By Exercise 22, for each odd composite $n$, fewer than $n/4$ residue classes modulo $n$ pass the $x$ test of Algorithm P. Since $n$ is odd, the number of passing residue classes is an integer; therefore, if we let $r_n$ denote the number of residue classes modulo $n$ that pass, we have

$$ r_n \le \frac{n-1}{4}. $$

Each residue class modulo $n$ appears at most $\lceil N/n \rceil$ times among the integers $1,2,\dots,N$. Hence

$$ |A_n| \le r_n \cdot \left\lceil \frac{N}{n} \right\rceil \le \frac{n-1}{4} \cdot \left\lceil \frac{N}{n} \right\rceil. $$

Since $\lceil N/n \rceil \le N/n + 1$, we obtain

$$ |A_n| \le \frac{n-1}{4} \left( \frac{N}{n} + 1 \right) = \frac{N(n-1)}{4n} + \frac{n-1}{4}. $$

Because $n \le N$, it follows that

$$ \frac{N(n-1)}{4n} + \frac{n-1}{4} \le \frac{N}{4} + \frac{n-1}{4} \le \frac{N}{2}. $$

Thus, for each $n \in C$, at most half of the integers $1 \le x \le N$ cause $n$ to pass the $x$ test of Algorithm P.

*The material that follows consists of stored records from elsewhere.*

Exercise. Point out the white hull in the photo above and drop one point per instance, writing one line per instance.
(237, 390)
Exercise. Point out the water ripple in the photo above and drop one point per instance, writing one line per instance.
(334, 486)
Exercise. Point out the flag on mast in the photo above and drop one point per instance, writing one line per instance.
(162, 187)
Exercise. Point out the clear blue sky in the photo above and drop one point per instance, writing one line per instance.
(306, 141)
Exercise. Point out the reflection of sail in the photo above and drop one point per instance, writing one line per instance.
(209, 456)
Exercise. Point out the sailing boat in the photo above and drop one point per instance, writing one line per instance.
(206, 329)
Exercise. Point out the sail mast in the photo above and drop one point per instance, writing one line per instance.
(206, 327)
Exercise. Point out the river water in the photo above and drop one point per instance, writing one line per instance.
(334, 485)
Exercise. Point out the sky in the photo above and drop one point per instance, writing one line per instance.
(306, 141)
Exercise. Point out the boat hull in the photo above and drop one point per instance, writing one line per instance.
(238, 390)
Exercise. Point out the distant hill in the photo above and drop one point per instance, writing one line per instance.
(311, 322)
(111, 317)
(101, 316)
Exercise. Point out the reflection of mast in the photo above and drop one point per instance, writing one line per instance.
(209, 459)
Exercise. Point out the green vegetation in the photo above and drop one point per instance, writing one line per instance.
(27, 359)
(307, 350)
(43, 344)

Now we construct the desired set of test values $x_1, \dots, x_m \le N$ using the standard probabilistic method argument. Let $D \subseteq C$ be the set of composites not yet eliminated. For each $x \in {1,\dots,N}$, let

$$ f(x) = |{ n \in D : n \text{ passes the } x\text{ test} }| = |D \cap A_n|. $$

By the previous bound, the average number of composites in $D$ that pass a randomly chosen $x$ is

$$ \frac{1}{N} \sum_{x=1}^N f(x) = \frac{1}{N} \sum_{n \in D} |A_n| \le \frac{|D|}{2}. $$

Consequently, there exists at least one $x \le N$ such that at most $|D|/2$ composites in $D$ pass its test. Choose such an $x$ as $x_j$ and discard from $D$ all composites that fail the test. Repeating this procedure, after $j$ steps there remain fewer than $|C|/2^j$ composites.

Since $|C| < N/2$ and $m = \lfloor \log_2 N \rfloor$ satisfies $2^m \le N$, we have

$$ \frac{|C|}{2^m} < \frac{N/2}{2^m} \le 1. $$

Hence after at most $m$ steps no composites remain. Let the resulting integers be $x_1, \dots, x_m$ (padding with arbitrary values if fewer than $m$ are needed).

By construction, every prime $n \le N$ passes every $x$ test, while every odd composite $n \le N$ fails at least one of the tests $x_1 \bmod n, \dots, x_m \bmod n$. Therefore, for odd integers $n$ with $1 < n \le N$, $n$ is prime if and only if it passes the $x$ tests for $x = x_1 \bmod n, \dots, x_m \bmod n$. The number of required test values satisfies

$$ m \le \lfloor \log_2 N \rfloor. $$

This completes the proof.

$$ \boxed{\text{∎}} $$

This corrected solution rigorously justifies the integer bound on $|A_n|$ and completes the halving argument without any gap.